A Martian Odyssey and Others
- Dust-jacket from the first edition
- Author: Stanley G. Weinbaum
- Cover artist: A. J. Donnell
- Language: English
- Genre: Science fiction short stories
- Publisher: Fantasy Press
- Publication date: 1949
- Publication place: United States
- Media type: Print (hardback)
- Pages: 289 pp
- OCLC: 2320042

= A Martian Odyssey and Others =

A Martian Odyssey and Others is a collection of science fiction short stories by author Stanley G. Weinbaum. It was first published in 1949 by Fantasy Press in an edition of 3,158 copies.

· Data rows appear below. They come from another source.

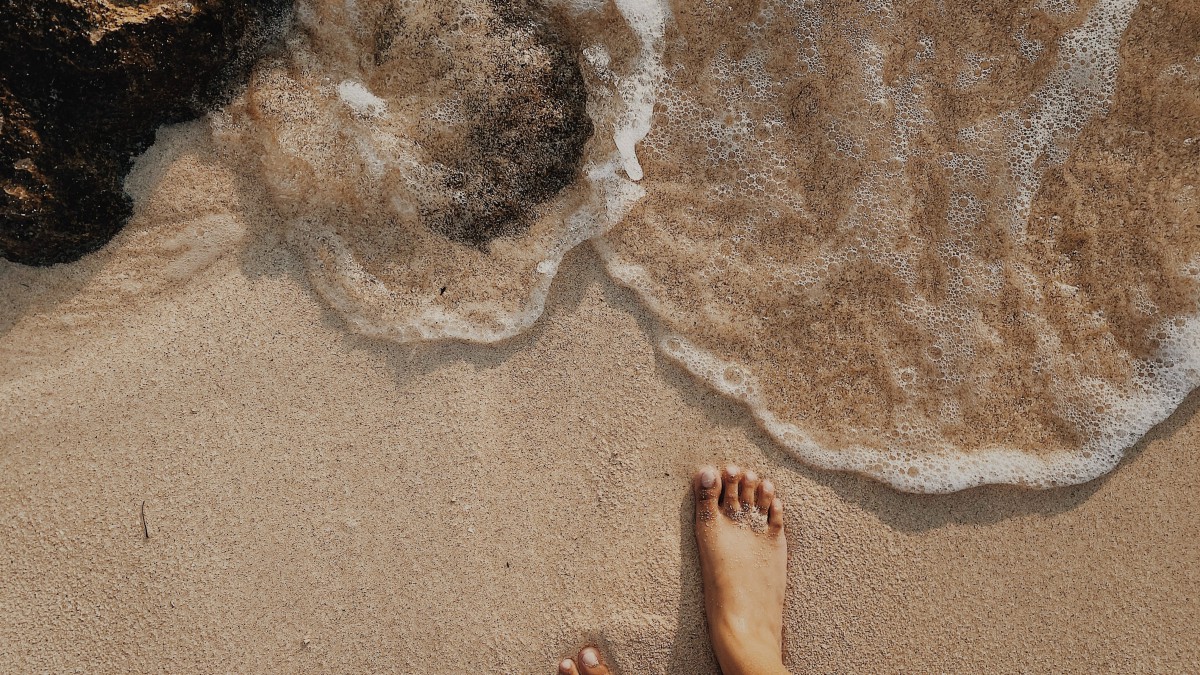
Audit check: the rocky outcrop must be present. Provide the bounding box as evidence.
[0,0,290,265]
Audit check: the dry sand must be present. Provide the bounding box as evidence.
[0,124,1200,674]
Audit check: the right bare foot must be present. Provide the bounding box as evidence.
[692,465,787,675]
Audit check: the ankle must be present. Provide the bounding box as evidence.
[712,625,787,675]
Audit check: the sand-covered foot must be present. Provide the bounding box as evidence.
[558,647,608,675]
[692,465,787,675]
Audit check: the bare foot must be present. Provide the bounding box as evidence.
[692,465,787,675]
[558,647,608,675]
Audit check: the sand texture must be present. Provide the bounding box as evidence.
[0,183,1200,674]
[0,0,1200,675]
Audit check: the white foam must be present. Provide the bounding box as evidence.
[337,79,388,118]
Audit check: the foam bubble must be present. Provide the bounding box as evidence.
[596,0,1200,491]
[212,0,666,342]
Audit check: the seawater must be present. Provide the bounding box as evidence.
[194,0,1200,492]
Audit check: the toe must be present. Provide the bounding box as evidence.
[758,480,775,513]
[578,647,608,675]
[742,471,758,510]
[767,497,784,531]
[721,464,742,513]
[691,466,721,520]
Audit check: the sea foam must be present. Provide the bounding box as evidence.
[212,0,1200,492]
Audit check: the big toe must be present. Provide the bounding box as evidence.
[576,647,608,675]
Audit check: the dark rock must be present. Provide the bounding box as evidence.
[422,0,593,249]
[0,0,290,265]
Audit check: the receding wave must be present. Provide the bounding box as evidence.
[192,0,1200,491]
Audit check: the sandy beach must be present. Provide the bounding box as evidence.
[0,194,1200,674]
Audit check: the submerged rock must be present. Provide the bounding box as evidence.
[0,0,290,265]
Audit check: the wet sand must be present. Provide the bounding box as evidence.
[0,227,1200,674]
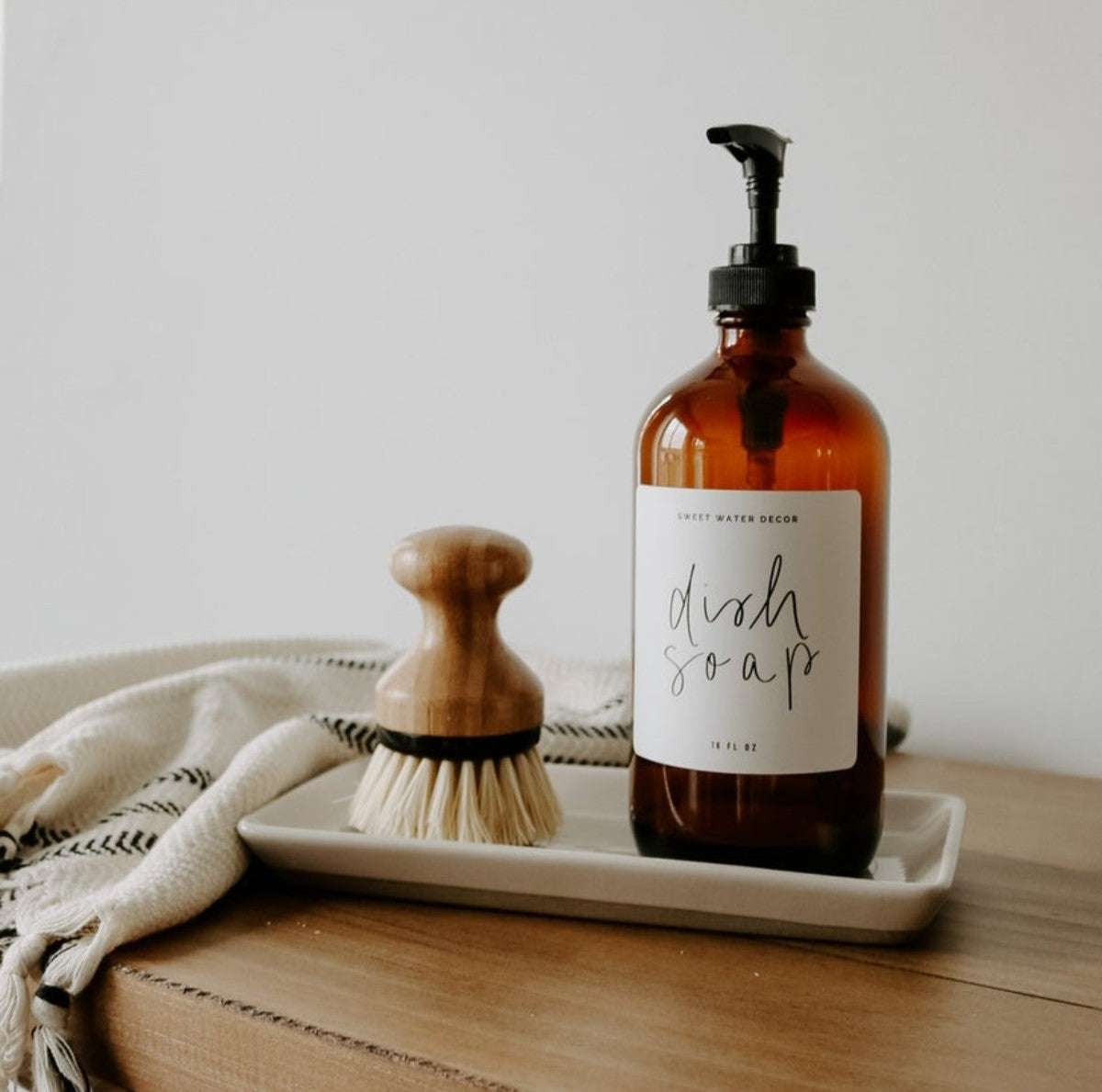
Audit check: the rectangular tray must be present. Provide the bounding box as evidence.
[238,760,964,944]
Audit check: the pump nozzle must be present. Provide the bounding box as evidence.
[707,126,815,312]
[707,126,792,247]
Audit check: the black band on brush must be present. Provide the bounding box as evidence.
[378,725,540,762]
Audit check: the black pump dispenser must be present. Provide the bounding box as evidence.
[707,126,815,310]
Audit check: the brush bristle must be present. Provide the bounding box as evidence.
[348,745,562,845]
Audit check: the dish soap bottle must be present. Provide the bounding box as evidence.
[630,126,888,875]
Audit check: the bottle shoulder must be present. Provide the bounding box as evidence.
[637,353,889,493]
[639,353,886,445]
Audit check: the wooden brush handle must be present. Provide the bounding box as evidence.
[375,527,544,737]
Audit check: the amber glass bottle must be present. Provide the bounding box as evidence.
[630,126,888,875]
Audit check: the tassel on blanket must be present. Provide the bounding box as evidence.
[0,937,46,1085]
[31,984,90,1092]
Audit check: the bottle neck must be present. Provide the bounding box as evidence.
[715,309,811,357]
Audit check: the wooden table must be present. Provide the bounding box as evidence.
[71,756,1102,1092]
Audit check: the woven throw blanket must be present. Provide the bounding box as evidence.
[0,640,630,1092]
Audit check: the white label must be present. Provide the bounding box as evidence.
[634,485,860,773]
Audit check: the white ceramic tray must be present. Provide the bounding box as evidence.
[238,761,964,944]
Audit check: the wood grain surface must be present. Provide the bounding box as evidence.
[77,756,1102,1092]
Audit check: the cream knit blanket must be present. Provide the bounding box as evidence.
[0,640,630,1092]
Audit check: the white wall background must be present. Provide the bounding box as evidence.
[0,0,1102,774]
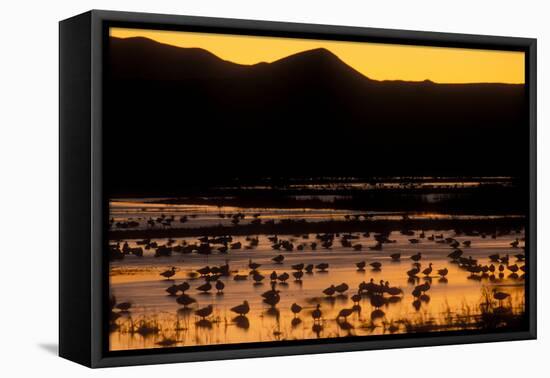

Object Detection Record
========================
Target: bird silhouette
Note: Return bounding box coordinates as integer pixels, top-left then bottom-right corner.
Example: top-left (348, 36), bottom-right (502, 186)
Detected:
top-left (160, 266), bottom-right (176, 280)
top-left (290, 303), bottom-right (302, 318)
top-left (311, 304), bottom-right (323, 323)
top-left (231, 301), bottom-right (250, 316)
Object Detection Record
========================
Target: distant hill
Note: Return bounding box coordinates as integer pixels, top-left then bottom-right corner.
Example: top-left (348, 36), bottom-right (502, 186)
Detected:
top-left (104, 38), bottom-right (528, 194)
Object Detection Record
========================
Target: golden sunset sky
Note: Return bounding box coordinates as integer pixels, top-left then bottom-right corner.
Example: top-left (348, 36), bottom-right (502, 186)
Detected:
top-left (110, 28), bottom-right (525, 84)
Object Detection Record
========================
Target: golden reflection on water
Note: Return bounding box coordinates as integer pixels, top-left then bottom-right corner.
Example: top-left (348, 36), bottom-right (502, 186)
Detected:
top-left (110, 231), bottom-right (525, 350)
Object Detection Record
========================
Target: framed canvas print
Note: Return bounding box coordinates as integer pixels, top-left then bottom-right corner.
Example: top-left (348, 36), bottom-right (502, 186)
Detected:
top-left (60, 11), bottom-right (536, 367)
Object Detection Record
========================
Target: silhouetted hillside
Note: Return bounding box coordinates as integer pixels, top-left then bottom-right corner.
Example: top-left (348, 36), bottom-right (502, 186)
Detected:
top-left (104, 38), bottom-right (528, 194)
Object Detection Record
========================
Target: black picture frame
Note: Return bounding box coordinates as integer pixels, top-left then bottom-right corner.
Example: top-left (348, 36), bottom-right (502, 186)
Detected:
top-left (59, 10), bottom-right (537, 368)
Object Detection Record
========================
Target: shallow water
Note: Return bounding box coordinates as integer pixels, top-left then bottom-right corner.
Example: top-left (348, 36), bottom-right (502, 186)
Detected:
top-left (110, 224), bottom-right (525, 350)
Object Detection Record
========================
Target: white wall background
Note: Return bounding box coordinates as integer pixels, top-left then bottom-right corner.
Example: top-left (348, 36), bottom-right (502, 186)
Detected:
top-left (0, 0), bottom-right (550, 378)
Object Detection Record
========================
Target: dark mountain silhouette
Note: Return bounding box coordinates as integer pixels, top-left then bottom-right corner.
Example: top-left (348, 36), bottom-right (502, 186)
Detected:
top-left (104, 38), bottom-right (528, 195)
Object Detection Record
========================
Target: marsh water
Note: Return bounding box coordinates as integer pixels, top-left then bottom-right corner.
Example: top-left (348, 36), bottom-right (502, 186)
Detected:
top-left (109, 199), bottom-right (525, 350)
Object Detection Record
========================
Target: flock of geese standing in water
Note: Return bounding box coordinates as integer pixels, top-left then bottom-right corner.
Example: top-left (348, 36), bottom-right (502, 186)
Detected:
top-left (111, 227), bottom-right (525, 346)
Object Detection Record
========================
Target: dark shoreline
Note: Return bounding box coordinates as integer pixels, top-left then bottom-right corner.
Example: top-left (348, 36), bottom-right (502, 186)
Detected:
top-left (108, 217), bottom-right (526, 240)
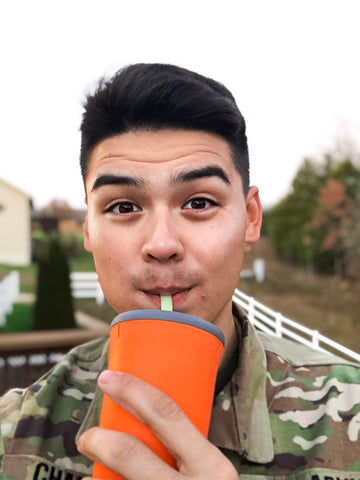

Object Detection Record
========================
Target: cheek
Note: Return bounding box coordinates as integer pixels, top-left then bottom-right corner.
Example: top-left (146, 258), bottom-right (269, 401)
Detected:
top-left (198, 219), bottom-right (245, 281)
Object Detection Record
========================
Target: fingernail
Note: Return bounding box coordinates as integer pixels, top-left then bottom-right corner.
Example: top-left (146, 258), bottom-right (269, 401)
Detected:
top-left (99, 370), bottom-right (117, 383)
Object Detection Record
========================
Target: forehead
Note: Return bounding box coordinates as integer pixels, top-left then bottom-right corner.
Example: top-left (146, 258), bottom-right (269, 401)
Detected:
top-left (88, 130), bottom-right (236, 176)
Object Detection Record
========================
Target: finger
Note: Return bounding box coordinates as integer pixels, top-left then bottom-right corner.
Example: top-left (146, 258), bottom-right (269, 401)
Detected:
top-left (78, 427), bottom-right (183, 480)
top-left (99, 371), bottom-right (233, 478)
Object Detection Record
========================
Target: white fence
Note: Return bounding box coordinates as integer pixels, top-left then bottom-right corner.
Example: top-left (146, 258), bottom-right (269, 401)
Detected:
top-left (0, 270), bottom-right (20, 327)
top-left (233, 289), bottom-right (360, 362)
top-left (70, 272), bottom-right (105, 305)
top-left (0, 271), bottom-right (360, 362)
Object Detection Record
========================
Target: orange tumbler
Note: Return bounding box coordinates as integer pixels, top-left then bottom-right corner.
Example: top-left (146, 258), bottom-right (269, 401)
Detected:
top-left (93, 310), bottom-right (225, 480)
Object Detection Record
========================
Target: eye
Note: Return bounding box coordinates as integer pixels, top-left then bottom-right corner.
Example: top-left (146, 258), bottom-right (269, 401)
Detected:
top-left (183, 197), bottom-right (217, 210)
top-left (106, 202), bottom-right (141, 215)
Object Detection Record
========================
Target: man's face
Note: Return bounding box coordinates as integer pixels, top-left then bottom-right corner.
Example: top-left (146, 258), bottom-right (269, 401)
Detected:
top-left (84, 130), bottom-right (261, 336)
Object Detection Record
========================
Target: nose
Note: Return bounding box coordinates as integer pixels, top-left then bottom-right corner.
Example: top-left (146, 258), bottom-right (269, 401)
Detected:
top-left (141, 215), bottom-right (184, 263)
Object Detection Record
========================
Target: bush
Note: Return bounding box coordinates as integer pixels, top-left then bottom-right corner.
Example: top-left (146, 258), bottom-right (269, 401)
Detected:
top-left (33, 237), bottom-right (76, 330)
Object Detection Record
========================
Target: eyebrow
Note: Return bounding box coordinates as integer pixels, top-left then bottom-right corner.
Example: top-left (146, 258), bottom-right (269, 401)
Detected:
top-left (91, 175), bottom-right (145, 192)
top-left (172, 166), bottom-right (230, 184)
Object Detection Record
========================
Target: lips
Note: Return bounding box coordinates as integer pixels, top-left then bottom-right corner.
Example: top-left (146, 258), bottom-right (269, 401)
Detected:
top-left (143, 287), bottom-right (190, 309)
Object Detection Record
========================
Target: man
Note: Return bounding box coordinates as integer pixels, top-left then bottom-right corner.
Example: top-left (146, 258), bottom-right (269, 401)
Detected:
top-left (0, 64), bottom-right (360, 480)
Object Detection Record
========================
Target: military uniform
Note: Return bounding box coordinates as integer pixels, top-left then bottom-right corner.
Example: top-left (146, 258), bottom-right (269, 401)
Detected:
top-left (0, 306), bottom-right (360, 480)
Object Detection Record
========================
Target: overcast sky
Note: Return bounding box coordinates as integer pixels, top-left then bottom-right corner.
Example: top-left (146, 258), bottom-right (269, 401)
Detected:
top-left (0, 0), bottom-right (360, 208)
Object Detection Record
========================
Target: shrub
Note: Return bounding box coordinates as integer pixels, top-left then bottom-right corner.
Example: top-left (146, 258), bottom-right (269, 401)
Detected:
top-left (33, 237), bottom-right (76, 330)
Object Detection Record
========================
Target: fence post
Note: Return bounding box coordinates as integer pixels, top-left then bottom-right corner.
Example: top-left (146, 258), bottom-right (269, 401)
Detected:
top-left (248, 297), bottom-right (255, 322)
top-left (275, 313), bottom-right (282, 338)
top-left (311, 330), bottom-right (319, 350)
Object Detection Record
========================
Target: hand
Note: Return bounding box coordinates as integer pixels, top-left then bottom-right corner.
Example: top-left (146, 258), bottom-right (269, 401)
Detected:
top-left (78, 371), bottom-right (239, 480)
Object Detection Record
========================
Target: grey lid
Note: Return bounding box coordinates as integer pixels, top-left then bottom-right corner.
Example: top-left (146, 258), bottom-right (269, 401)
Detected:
top-left (111, 309), bottom-right (225, 345)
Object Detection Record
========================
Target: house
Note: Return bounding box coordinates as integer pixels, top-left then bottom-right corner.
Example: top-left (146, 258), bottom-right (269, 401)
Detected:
top-left (32, 199), bottom-right (86, 234)
top-left (0, 179), bottom-right (32, 266)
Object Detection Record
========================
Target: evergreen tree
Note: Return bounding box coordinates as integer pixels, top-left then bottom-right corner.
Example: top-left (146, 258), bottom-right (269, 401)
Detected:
top-left (33, 237), bottom-right (76, 330)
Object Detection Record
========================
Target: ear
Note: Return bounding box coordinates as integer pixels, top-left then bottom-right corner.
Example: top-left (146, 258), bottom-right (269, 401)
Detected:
top-left (84, 214), bottom-right (92, 253)
top-left (245, 187), bottom-right (262, 244)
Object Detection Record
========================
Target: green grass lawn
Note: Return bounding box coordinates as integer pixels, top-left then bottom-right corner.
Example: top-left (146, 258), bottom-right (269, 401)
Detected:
top-left (0, 304), bottom-right (32, 334)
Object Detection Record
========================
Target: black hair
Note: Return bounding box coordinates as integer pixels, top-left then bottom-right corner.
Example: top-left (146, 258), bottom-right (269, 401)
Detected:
top-left (80, 63), bottom-right (249, 195)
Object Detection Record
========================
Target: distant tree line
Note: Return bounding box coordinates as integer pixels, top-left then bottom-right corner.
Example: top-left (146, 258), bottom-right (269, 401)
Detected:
top-left (264, 150), bottom-right (360, 278)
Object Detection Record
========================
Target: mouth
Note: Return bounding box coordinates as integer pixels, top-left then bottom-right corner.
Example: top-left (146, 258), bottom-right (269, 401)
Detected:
top-left (143, 287), bottom-right (191, 310)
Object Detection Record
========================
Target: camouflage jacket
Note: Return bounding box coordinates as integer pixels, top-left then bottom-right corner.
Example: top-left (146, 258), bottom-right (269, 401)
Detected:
top-left (0, 306), bottom-right (360, 480)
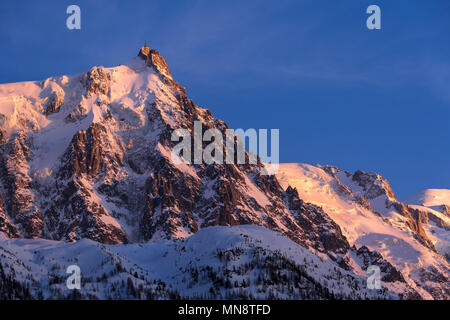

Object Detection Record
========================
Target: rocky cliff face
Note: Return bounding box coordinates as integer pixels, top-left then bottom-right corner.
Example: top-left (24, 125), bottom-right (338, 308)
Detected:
top-left (0, 48), bottom-right (446, 297)
top-left (1, 47), bottom-right (348, 260)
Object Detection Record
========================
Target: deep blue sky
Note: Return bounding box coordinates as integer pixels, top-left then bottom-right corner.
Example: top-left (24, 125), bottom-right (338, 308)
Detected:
top-left (0, 0), bottom-right (450, 198)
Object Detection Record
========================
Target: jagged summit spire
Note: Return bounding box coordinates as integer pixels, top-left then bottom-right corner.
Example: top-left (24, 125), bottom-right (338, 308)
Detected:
top-left (138, 40), bottom-right (172, 79)
top-left (139, 40), bottom-right (150, 57)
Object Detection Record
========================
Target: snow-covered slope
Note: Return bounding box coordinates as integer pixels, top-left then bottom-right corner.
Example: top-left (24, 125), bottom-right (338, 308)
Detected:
top-left (0, 48), bottom-right (450, 299)
top-left (405, 189), bottom-right (450, 261)
top-left (0, 226), bottom-right (417, 299)
top-left (405, 189), bottom-right (450, 207)
top-left (277, 163), bottom-right (450, 296)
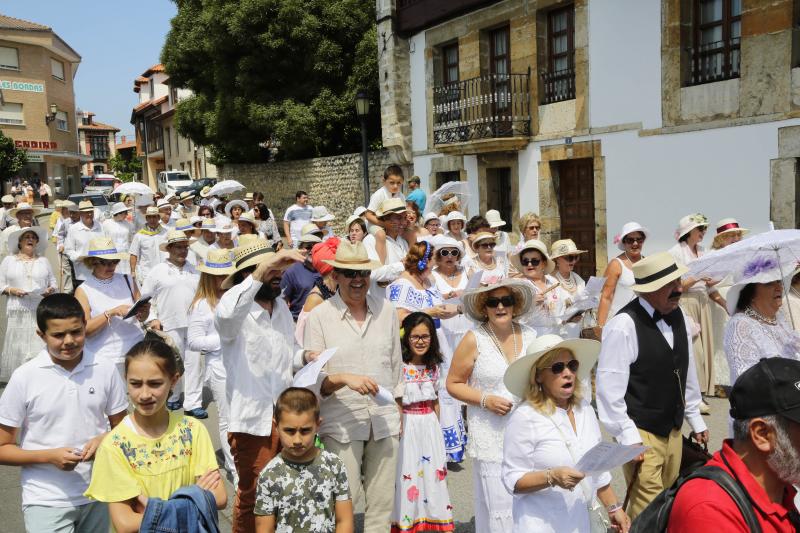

The stories originally appeared in the magazines Wonder Stories, Astounding and Thrilling Wonder Stories.

==Contents==
- "A Martian Odyssey"
- "Valley of Dreams"
- "The Adaptive Ultimate"
- "The Mad Moon"
- "The Worlds of If"
- "The Ideal"
- "The Point of View"
- "Pygmalion's Spectacles"
- "Parasite Planet"
- "The Lotus Eaters"
- "The Planet of Doubt"
- "The Circle of Zero"

==Reception==
Time magazine, using the collection as a springboard for a broader discussion of the sf genre, concluded that "The reader who reads science fiction dispassionately is likely to be struck by how closely the human imagination is tied to reality, even when it deliberately sets out to violate it. Stanley Weinbaum's loonies and slinkers have been seen before. The shapes may be different, but his dream-beasts come startlingly close to what the human race has been running across, for a good many years, in its childish nightmares."